Uma pesquisa do Fundo de População das Nações Unidas de 2013, por exemplo, mostrou que, no Brasil, um em cada três jovens começou a vida sexual antes dos 15 anos. Já a Pesquisa Nacional de saúde Escolar do IBGE de 2019 revelou que mais de 24% dos adolescentes entre 13 e 15 anos já tiveram relações sexuais, assim como mais de 55% na faixa etária de 16 a 17 anos.
Por isso, o mais importante é instruir os jovens a fazerem sexo seguro independente do lugar, e não ignorar o assunto.
“Tendo em vista que seu filho foi muito bem instruído e que ele está preparado para fazer sexo seguro, o lugar onde ele vai transar, se é dentro ou fora de casa, se torna uma questão menos relevante”, diz Fiorelli.
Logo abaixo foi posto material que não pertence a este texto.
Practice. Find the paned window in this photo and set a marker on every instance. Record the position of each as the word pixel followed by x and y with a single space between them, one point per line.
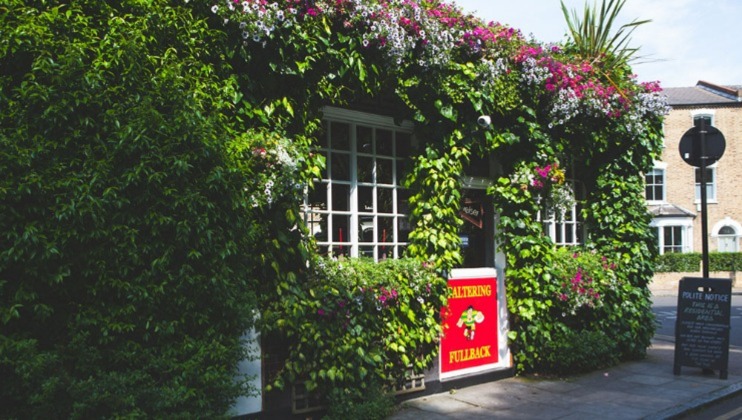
pixel 566 228
pixel 654 187
pixel 728 241
pixel 358 208
pixel 671 239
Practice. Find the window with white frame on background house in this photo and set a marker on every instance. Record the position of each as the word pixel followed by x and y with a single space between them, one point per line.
pixel 671 239
pixel 359 208
pixel 728 239
pixel 566 227
pixel 654 186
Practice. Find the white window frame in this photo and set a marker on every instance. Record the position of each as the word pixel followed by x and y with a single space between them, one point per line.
pixel 662 168
pixel 704 112
pixel 732 239
pixel 567 230
pixel 686 232
pixel 353 244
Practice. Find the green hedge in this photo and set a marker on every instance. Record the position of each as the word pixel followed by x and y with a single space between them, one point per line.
pixel 354 325
pixel 126 282
pixel 691 262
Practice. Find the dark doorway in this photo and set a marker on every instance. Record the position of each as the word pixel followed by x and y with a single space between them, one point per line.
pixel 477 233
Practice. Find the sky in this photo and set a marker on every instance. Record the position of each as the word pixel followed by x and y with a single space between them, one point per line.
pixel 686 40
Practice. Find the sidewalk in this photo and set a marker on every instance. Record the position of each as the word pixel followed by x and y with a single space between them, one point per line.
pixel 633 390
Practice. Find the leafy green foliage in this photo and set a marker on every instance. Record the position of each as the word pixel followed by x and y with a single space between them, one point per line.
pixel 571 352
pixel 593 39
pixel 355 323
pixel 691 262
pixel 374 404
pixel 677 262
pixel 125 272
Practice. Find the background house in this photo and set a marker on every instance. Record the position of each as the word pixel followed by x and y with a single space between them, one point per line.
pixel 673 186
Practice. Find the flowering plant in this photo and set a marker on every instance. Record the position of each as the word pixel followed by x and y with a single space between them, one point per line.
pixel 275 164
pixel 583 278
pixel 355 321
pixel 548 183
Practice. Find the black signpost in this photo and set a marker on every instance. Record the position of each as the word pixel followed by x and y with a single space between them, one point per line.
pixel 702 325
pixel 702 146
pixel 704 304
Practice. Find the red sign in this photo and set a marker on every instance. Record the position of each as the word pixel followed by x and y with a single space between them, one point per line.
pixel 470 326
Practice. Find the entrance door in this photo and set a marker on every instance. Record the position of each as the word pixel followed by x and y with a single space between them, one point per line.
pixel 477 232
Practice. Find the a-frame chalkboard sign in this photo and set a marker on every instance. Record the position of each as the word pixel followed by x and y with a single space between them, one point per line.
pixel 702 325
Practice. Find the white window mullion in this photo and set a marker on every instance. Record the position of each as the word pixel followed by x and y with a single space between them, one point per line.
pixel 354 220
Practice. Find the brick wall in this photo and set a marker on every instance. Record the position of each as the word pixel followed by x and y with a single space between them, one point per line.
pixel 680 177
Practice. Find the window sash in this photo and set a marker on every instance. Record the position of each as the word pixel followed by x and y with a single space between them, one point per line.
pixel 655 185
pixel 359 200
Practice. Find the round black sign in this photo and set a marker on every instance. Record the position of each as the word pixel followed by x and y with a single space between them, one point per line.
pixel 690 146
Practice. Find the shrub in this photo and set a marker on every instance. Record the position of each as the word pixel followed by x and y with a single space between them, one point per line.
pixel 675 262
pixel 725 261
pixel 373 404
pixel 569 352
pixel 355 323
pixel 125 235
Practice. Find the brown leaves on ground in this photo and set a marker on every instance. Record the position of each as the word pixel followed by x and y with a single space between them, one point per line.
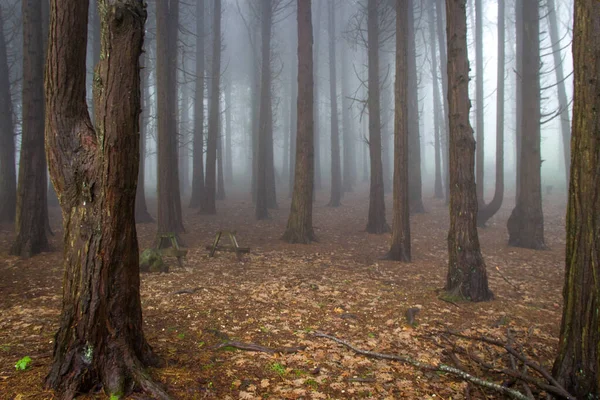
pixel 280 293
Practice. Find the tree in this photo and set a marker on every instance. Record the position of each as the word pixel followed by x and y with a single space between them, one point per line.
pixel 299 227
pixel 32 207
pixel 467 276
pixel 400 248
pixel 488 211
pixel 376 222
pixel 169 198
pixel 198 144
pixel 336 167
pixel 576 366
pixel 526 222
pixel 94 171
pixel 8 182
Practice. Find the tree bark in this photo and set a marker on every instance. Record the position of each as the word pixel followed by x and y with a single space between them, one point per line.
pixel 400 247
pixel 577 364
pixel 376 222
pixel 299 227
pixel 32 208
pixel 100 339
pixel 198 146
pixel 467 276
pixel 526 222
pixel 488 211
pixel 8 173
pixel 336 168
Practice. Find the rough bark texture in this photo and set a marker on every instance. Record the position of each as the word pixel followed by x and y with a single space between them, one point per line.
pixel 376 222
pixel 8 180
pixel 400 248
pixel 577 366
pixel 32 208
pixel 169 199
pixel 100 339
pixel 488 211
pixel 198 146
pixel 299 227
pixel 526 222
pixel 467 276
pixel 415 190
pixel 336 167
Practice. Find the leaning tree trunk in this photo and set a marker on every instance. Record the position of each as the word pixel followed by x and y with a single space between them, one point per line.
pixel 400 248
pixel 578 361
pixel 8 182
pixel 526 222
pixel 336 167
pixel 488 211
pixel 100 339
pixel 299 227
pixel 467 276
pixel 376 222
pixel 32 208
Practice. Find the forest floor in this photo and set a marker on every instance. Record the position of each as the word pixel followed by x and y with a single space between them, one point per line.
pixel 280 294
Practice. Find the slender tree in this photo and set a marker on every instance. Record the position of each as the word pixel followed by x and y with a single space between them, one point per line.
pixel 400 248
pixel 8 182
pixel 198 144
pixel 299 227
pixel 336 167
pixel 376 222
pixel 577 364
pixel 100 340
pixel 526 222
pixel 467 276
pixel 32 208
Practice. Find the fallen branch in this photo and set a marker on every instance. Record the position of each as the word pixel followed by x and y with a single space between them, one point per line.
pixel 429 367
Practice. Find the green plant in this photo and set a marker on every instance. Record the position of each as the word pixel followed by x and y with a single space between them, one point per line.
pixel 23 363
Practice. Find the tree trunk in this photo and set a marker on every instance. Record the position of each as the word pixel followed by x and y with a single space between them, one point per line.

Além disso, a especialista lembra que, com a internet e as redes sociais, o sexo não está mais limitado à casa ou motel. “Os adolescentes e as pessoas em geral fazem sexo virtual. Isso aconteceu principalmente na pandemia, com o distanciamento. Falar de vida sexual com os filhos envolve novos desafios e tudo precisa ser muito bem orientado”, orienta.